Neben den vielen einzelnen Blättern Salomons aus ihrem „Singespiel“ (kein Tippfehler) gibt es verschiedene Stationen über Leben in Berlin in den 1920er und 1930er Jahren, über das besetzte Frankreich, mann kann ein bisschen aus der Musik hören, die Salomon in ihrem Werk erwähnt, es hängen Plakate von früheren Ausstellungen und es gibt eine Vitrine, in der alte Kataloge oder weitere Auseinandersetzungen mit ihrem Werk zu sehen sind. Dort findet sich auch ein Katalog, der seit wenigen Tagen bei mir liegt. Denn eine freundliche Leserin hatte mir geschrieben, dass sie 1971 in Amsterdam eine Ausstellung mit Salomons Singespiel gesehen und sich damals den Katalog gekauft hatte. Den hat sie mir tollerweise geschenkt, und ich blättere seitdem liebevoll in ihm rum. Er steht nicht bei uns im Haus, er steht nicht mal im ZI, und ich fühle mich sehr reich beschenkt. Die Dame ist Künstlerin – schaut doch mal bei ihr vorbei.
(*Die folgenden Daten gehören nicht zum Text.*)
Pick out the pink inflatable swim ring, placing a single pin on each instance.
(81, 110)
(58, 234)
Und kommt zur Eröffnung! Oder seht euch die Ausstellung an. Lohnt sich wirklich.

Dienstag, 27. März 2023 – An mir vorbei

Kacktag. Aber schönes Konzert abends. Zum Wachwerden sieben Minuten Liszt (Arrangement Horowitz).

„Und dafür heule ich hier in mein Bier?“

Freitag bis Sonntag, 24. bis 26. März 2023 – Frankfurt

Freitagvormittag gemütliche Hinfahrt von München nach Frankfurt, ich arbeitete im Zug, die Zeit verging wie im Flug.
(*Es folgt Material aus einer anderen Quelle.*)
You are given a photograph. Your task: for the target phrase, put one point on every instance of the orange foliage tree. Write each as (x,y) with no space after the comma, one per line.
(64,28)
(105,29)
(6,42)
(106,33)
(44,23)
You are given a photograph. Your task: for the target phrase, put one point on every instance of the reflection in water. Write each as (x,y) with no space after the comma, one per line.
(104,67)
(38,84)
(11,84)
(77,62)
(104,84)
Rückfahrt einen Hauch ungeplant schon Sonntagabend statt Montag, denn heute geht ja nichts mehr wegen des Streiks, der völlig in Ordnung ist. Unsere Tickets behielten die Gültigkeit, wir reservierten nur zwei neue Sitzplätze, Zug fuhr püntklich und es gab sogar noch freie Plätze. Ich arbeitete nicht, die Zeit kroch dahin, und ich war darob nölig, wollte aber auch nicht mehr arbeiten, weil ich um 19 Uhr nicht mehr denken kann.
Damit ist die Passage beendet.